Brady Lab


Neural circuitry in psychotic disorders

Roscoe Brady, MD, PhD, Assistant Professor of Psychiatry at Harvard Medical School

The goal of our laboratory is to better understand the neural circuit basis of symptomatology in psychotic disorders. In the psychiatric clinic, the near-term goal of treatment is frequently to help patients with chronic mental illness move from a symptomatic state into an asymptomatic state of health. Despite the ubiquity of this treatment goal, we have a poor understanding of the neural basis of how disease states differ in patients with chronic disorders.

We have used functional Magnetic Resonance Imaging (fMRI) in human participants with psychotic disorders to understand how neural circuits mediate different symptomatic states. In studies of participants with bipolar disorder, we have demonstrated that bipolar mania is distinguished from euthymia by the disruption of circuits of emotion regulation. We have subsequently replicated these findings in an independent cohort of subjects with bipolar disorder who have undergone fMRI imaging longitudinally across states of mania and euthymia. We have also performed the first studies exploring the connectomics of bipolar mania to understand how other symptoms of bipolar mania (e.g. increased activity) are reflected in large scale brain networks.  Ongoing work seeks to extend these studies of circuit pathology to bipolar depression.

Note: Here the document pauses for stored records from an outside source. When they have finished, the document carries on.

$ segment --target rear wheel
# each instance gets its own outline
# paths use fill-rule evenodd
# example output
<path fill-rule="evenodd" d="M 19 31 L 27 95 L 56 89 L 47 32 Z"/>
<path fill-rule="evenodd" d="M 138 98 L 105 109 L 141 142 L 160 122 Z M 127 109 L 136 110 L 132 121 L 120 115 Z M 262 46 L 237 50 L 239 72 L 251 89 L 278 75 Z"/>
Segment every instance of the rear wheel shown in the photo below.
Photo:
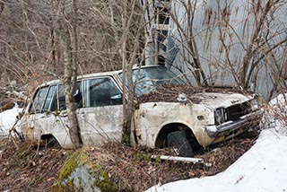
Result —
<path fill-rule="evenodd" d="M 194 153 L 187 139 L 185 131 L 175 131 L 168 135 L 168 146 L 172 149 L 176 155 L 182 157 L 193 157 Z"/>

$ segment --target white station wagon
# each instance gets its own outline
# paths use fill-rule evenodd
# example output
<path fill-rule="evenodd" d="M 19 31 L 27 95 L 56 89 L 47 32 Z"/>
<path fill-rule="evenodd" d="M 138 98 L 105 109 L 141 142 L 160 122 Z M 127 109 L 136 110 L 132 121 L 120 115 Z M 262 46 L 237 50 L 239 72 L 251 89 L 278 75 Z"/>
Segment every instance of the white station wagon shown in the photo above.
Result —
<path fill-rule="evenodd" d="M 159 65 L 134 68 L 134 80 L 135 100 L 156 92 L 161 84 L 185 84 L 168 68 Z M 122 89 L 121 71 L 78 77 L 74 96 L 84 145 L 121 140 Z M 205 147 L 231 138 L 257 126 L 262 117 L 258 94 L 230 90 L 178 92 L 173 101 L 137 102 L 131 131 L 134 144 L 172 147 L 181 156 L 193 156 L 193 147 L 198 144 Z M 57 140 L 63 148 L 72 148 L 66 114 L 63 83 L 51 81 L 36 90 L 17 130 L 24 139 Z"/>

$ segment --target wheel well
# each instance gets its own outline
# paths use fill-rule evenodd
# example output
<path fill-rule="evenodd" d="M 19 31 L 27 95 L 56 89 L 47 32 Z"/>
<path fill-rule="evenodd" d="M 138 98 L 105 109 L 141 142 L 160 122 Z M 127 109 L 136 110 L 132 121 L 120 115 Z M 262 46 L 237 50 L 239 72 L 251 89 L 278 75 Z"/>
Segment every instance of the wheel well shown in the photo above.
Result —
<path fill-rule="evenodd" d="M 52 134 L 48 134 L 48 135 L 41 135 L 41 140 L 48 140 L 52 137 L 55 137 Z"/>
<path fill-rule="evenodd" d="M 191 143 L 191 146 L 194 146 L 195 144 L 197 144 L 197 140 L 195 136 L 195 135 L 193 134 L 192 130 L 187 127 L 186 125 L 183 124 L 179 124 L 179 123 L 172 123 L 172 124 L 169 124 L 164 126 L 159 135 L 158 137 L 156 138 L 155 141 L 155 147 L 158 148 L 163 148 L 165 146 L 167 146 L 166 144 L 166 138 L 168 136 L 168 135 L 171 132 L 174 131 L 181 131 L 181 130 L 186 130 L 186 134 L 187 134 L 187 138 L 188 141 L 192 141 Z M 195 138 L 195 139 L 193 139 Z"/>

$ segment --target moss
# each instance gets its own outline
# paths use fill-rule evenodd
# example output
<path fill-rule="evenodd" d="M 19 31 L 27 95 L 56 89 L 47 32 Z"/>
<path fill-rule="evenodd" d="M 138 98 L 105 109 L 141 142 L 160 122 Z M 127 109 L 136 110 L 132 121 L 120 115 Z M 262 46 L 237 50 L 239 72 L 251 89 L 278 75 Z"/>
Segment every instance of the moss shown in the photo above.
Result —
<path fill-rule="evenodd" d="M 117 191 L 118 188 L 109 178 L 108 173 L 98 164 L 92 166 L 93 174 L 96 175 L 94 186 L 97 186 L 102 191 Z"/>
<path fill-rule="evenodd" d="M 57 181 L 52 187 L 52 191 L 81 191 L 81 188 L 77 188 L 74 185 L 73 179 L 67 179 L 76 168 L 81 166 L 85 166 L 88 169 L 89 179 L 94 179 L 93 187 L 97 187 L 102 191 L 117 191 L 117 187 L 110 181 L 108 173 L 104 171 L 101 166 L 89 161 L 84 148 L 77 150 L 70 155 L 61 168 Z M 79 179 L 82 179 L 79 178 Z M 63 181 L 65 182 L 64 185 Z"/>

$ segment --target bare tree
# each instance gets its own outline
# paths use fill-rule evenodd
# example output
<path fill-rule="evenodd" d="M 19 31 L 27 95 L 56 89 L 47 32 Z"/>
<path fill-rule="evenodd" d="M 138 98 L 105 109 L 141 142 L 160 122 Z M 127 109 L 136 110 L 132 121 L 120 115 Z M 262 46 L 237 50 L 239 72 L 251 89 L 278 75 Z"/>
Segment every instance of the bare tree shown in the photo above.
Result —
<path fill-rule="evenodd" d="M 73 26 L 65 20 L 65 1 L 58 4 L 57 26 L 58 36 L 64 55 L 64 85 L 65 105 L 68 112 L 70 137 L 75 147 L 82 145 L 80 127 L 75 112 L 74 92 L 76 88 L 78 70 L 78 38 L 77 38 L 77 2 L 73 0 Z M 73 41 L 73 42 L 72 42 Z"/>

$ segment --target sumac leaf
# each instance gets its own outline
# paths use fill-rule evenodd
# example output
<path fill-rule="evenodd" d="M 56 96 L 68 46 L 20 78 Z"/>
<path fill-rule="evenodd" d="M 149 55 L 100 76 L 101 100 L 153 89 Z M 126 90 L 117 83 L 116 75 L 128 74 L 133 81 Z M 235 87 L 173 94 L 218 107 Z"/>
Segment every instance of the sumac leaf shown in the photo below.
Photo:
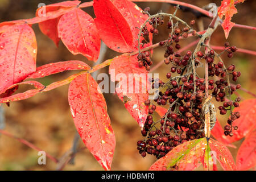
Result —
<path fill-rule="evenodd" d="M 237 170 L 248 170 L 256 166 L 256 129 L 246 135 L 237 155 Z"/>
<path fill-rule="evenodd" d="M 86 147 L 105 170 L 110 170 L 115 146 L 103 95 L 90 74 L 81 75 L 69 85 L 68 101 L 75 125 Z"/>
<path fill-rule="evenodd" d="M 36 40 L 26 23 L 1 27 L 0 90 L 19 82 L 36 69 Z"/>
<path fill-rule="evenodd" d="M 217 160 L 225 171 L 237 169 L 234 160 L 229 150 L 221 143 L 210 139 L 209 140 L 210 150 L 216 154 Z"/>
<path fill-rule="evenodd" d="M 36 68 L 35 72 L 28 76 L 27 78 L 42 78 L 68 70 L 88 70 L 90 69 L 90 66 L 81 61 L 60 61 L 47 64 Z"/>
<path fill-rule="evenodd" d="M 243 2 L 244 0 L 237 1 Z M 221 19 L 225 15 L 225 19 L 221 24 L 221 26 L 224 30 L 226 39 L 228 39 L 229 32 L 236 24 L 231 22 L 233 15 L 237 13 L 234 2 L 234 0 L 223 0 L 221 2 L 221 5 L 218 7 L 218 14 L 220 18 Z"/>
<path fill-rule="evenodd" d="M 110 0 L 93 1 L 96 16 L 95 24 L 101 38 L 106 45 L 119 52 L 130 52 L 133 49 L 133 39 L 131 28 L 125 15 L 122 14 L 115 3 Z M 126 1 L 118 1 L 125 3 Z"/>
<path fill-rule="evenodd" d="M 54 13 L 56 13 L 57 11 L 60 11 L 60 9 L 67 10 L 70 7 L 77 6 L 80 3 L 80 1 L 68 1 L 43 6 L 38 9 L 36 13 L 36 16 L 46 17 L 47 14 L 49 12 Z M 57 13 L 56 14 L 57 14 Z M 47 15 L 49 15 L 49 14 L 48 13 Z M 61 14 L 60 14 L 60 16 L 61 15 Z M 53 19 L 49 19 L 50 17 L 49 17 L 49 19 L 39 23 L 39 28 L 41 31 L 44 35 L 47 35 L 51 39 L 52 39 L 57 47 L 58 47 L 59 42 L 60 40 L 59 38 L 57 31 L 57 24 L 60 16 Z"/>
<path fill-rule="evenodd" d="M 77 8 L 63 15 L 58 23 L 59 36 L 74 55 L 82 54 L 89 60 L 98 59 L 101 41 L 93 19 Z"/>
<path fill-rule="evenodd" d="M 133 50 L 138 50 L 138 35 L 139 32 L 139 28 L 143 24 L 144 22 L 148 18 L 146 14 L 142 13 L 142 10 L 135 3 L 128 0 L 113 0 L 112 1 L 115 6 L 118 9 L 121 14 L 123 16 L 125 20 L 129 25 L 133 37 Z M 149 23 L 146 24 L 148 32 L 152 27 Z M 147 47 L 152 44 L 152 34 L 149 34 L 150 42 L 141 46 L 141 48 Z M 141 36 L 140 42 L 144 38 Z"/>
<path fill-rule="evenodd" d="M 113 59 L 109 71 L 112 81 L 119 81 L 115 89 L 119 98 L 143 129 L 148 113 L 144 104 L 148 99 L 147 71 L 138 67 L 136 56 L 123 55 Z"/>
<path fill-rule="evenodd" d="M 8 94 L 8 95 L 7 95 L 7 96 L 6 96 L 5 97 L 3 97 L 2 98 L 0 98 L 0 103 L 7 103 L 7 102 L 10 102 L 11 101 L 20 101 L 20 100 L 23 100 L 24 99 L 30 98 L 39 93 L 51 90 L 57 87 L 68 84 L 75 77 L 80 75 L 81 74 L 81 73 L 79 73 L 77 74 L 72 75 L 67 78 L 65 78 L 65 79 L 61 80 L 61 81 L 53 82 L 42 89 L 28 90 L 24 92 L 17 93 L 17 94 L 15 94 L 11 96 L 9 96 L 10 94 Z M 19 84 L 22 84 L 23 83 L 27 82 L 30 82 L 30 81 L 24 81 L 23 82 L 19 83 Z M 16 86 L 16 85 L 15 84 L 14 85 Z M 11 87 L 13 87 L 13 86 L 11 86 Z M 16 87 L 14 87 L 14 88 L 16 88 Z M 7 90 L 10 90 L 10 89 Z"/>
<path fill-rule="evenodd" d="M 237 126 L 237 130 L 232 130 L 233 136 L 227 136 L 228 141 L 230 143 L 238 141 L 256 127 L 256 99 L 249 99 L 240 104 L 239 107 L 236 107 L 233 113 L 238 111 L 240 117 L 236 119 L 233 126 Z"/>
<path fill-rule="evenodd" d="M 193 170 L 200 165 L 204 158 L 205 138 L 186 142 L 171 150 L 165 156 L 158 160 L 149 170 L 164 171 L 177 166 L 177 170 Z"/>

A separate focus of our work has been to understand the neural circuits that mediate medication refractory symptoms of schizophrenia. In this disorder, negative symptoms (amotivation, anhedonia, and expressive deficits) and impairments in social cognition are the strongest predictors of poor functional outcomes such as homelessness and unemployment. We have used recent innovations in data-driven functional neuroimaging to elucidate how these deficits are reflected in brain network pathology. We have replicated these findings across multiple sites and, through collaboration with Mark Halko, PhD (BIDMC Neurology), we are empirically testing these circuit-symptom relationships by selectively modulating circuit activity using repetitive Transcranial Magnetic Stimulation (rTMS).